Content Copyright © 2012 Bloor. All Rights Reserved.
Mountain Lion is the latest version of OS X, the operating system for Apple Mac, and was delivered on 25 July 2012.
The list of new features includes the following minor accessibility functions:
- Improvements to the system preferences accessibility pane.
- Support of additional braille displays.
- Some extended functions to VoiceOver, the built-in text to speech function of OS X.
The accessibility list does not include Dictation, the new voice recognition feature, which is reasonable because its current functionality cannot be considered sufficient to be an assistive technology. If you need a full function assistive technology dictation system you need to install Dragon Dictate for Mac from Nuance.
In the rest of this article I want to describe the voice recognition built-in to Mountain Lion, its functions, features, limitations and suggested improvements.
Mountain Lion includes two voice recognition functions:
- Speakable Items, also referred to as speech commands, has been available since the first release of OS X and enables a user to speak a command such as ‘switch to safari’ instead of using the keyboard or pointer device.
- Dictation is new in Mountain Lion, and enables a user to dictate and for the text to be inserted at the current cursor position.
When looking at these features I have considered how effectively they do what they are designed to do and then how useful that set of functions might be to different categories of users.
Looking on the Internet it does appear that some people are happy users of Speakable Items, but I am afraid my experience has been that it does not understand my British accent consistently. The results I have had are that: it understands a command and does it, it does not understand and does nothing, or it misunderstands and does something I did not intend. I was not even able to get it to recognise specific commands consistently. The technology has not changed much since its introduction and does not include any learning capability so my persevering is unlikely to improve matters; it is possible that I might be able to change my intonation or accent but I am not convinced it would be worth the effort.
The second question is if Speakable Items works consistently for a user, is it useful? If the user finds using the keyboard difficult then it helps them issue commands; unfortunately having issued a command like ‘switch to Safari’ the user has to enter any further input using the keyboard or maybe the pointer device. If, on the other hand, the user can use the keyboard, like me, then learning a few keyboard shortcuts is more effective than using Speakable Items. For example I continuously use ‘cmd+tab’ to switch between open applications. The only example I have found of a user type who may really benefit from Speakable Items is someone who uses pointer and keyboard intensive applications such as Photoshop. The ability to say ‘brush’ or ‘eraser’ means that the hands can concentrate on the work in hand and not the commands.

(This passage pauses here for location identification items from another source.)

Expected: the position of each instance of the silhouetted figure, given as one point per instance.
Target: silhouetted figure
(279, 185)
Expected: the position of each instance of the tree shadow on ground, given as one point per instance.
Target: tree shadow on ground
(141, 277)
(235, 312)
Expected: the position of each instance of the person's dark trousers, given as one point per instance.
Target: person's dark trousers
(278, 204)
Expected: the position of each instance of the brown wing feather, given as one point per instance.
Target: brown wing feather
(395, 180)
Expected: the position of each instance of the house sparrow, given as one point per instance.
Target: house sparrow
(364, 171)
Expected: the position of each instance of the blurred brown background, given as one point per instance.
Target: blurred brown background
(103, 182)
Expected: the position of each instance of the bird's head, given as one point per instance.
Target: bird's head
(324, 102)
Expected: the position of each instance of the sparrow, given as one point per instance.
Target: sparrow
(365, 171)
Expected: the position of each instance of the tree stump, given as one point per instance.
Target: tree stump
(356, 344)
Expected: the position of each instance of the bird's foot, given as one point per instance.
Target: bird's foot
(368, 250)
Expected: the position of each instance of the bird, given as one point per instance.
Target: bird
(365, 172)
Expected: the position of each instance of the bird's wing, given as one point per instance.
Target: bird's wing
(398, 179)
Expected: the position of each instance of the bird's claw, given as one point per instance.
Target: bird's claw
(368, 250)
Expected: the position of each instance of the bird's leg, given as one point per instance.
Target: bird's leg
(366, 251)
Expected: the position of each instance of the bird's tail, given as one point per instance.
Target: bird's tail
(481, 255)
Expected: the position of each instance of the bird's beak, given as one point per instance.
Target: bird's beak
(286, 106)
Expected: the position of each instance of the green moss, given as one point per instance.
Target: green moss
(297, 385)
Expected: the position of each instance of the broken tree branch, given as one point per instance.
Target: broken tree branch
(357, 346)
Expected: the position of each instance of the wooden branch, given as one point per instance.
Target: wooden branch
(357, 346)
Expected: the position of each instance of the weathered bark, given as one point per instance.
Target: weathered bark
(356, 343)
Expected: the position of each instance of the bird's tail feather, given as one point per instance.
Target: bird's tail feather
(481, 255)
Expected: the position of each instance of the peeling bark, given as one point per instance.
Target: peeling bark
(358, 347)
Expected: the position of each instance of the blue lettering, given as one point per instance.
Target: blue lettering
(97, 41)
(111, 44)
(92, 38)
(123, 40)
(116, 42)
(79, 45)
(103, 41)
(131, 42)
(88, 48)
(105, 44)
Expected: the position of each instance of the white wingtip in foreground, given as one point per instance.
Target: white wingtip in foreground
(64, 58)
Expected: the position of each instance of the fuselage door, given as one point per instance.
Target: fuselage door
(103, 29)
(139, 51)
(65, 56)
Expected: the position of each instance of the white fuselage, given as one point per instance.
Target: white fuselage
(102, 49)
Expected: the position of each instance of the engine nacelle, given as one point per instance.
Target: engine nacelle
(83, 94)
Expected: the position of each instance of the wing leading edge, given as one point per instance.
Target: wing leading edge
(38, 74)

Dictation is a new technology and uses the same server based technology as Siri on the iPhone. You access it by pressing the ‘Fn’ key twice, you then dictate a phrase or sentence, press ‘Fn” once, and, with a good Internet connection, the text you dictate is inserted, almost instantaneously, where the cursor was positioned. The dictation can include commands such as ‘new line’ and special characters such as ‘pound sign’ so complete texts can be dictated.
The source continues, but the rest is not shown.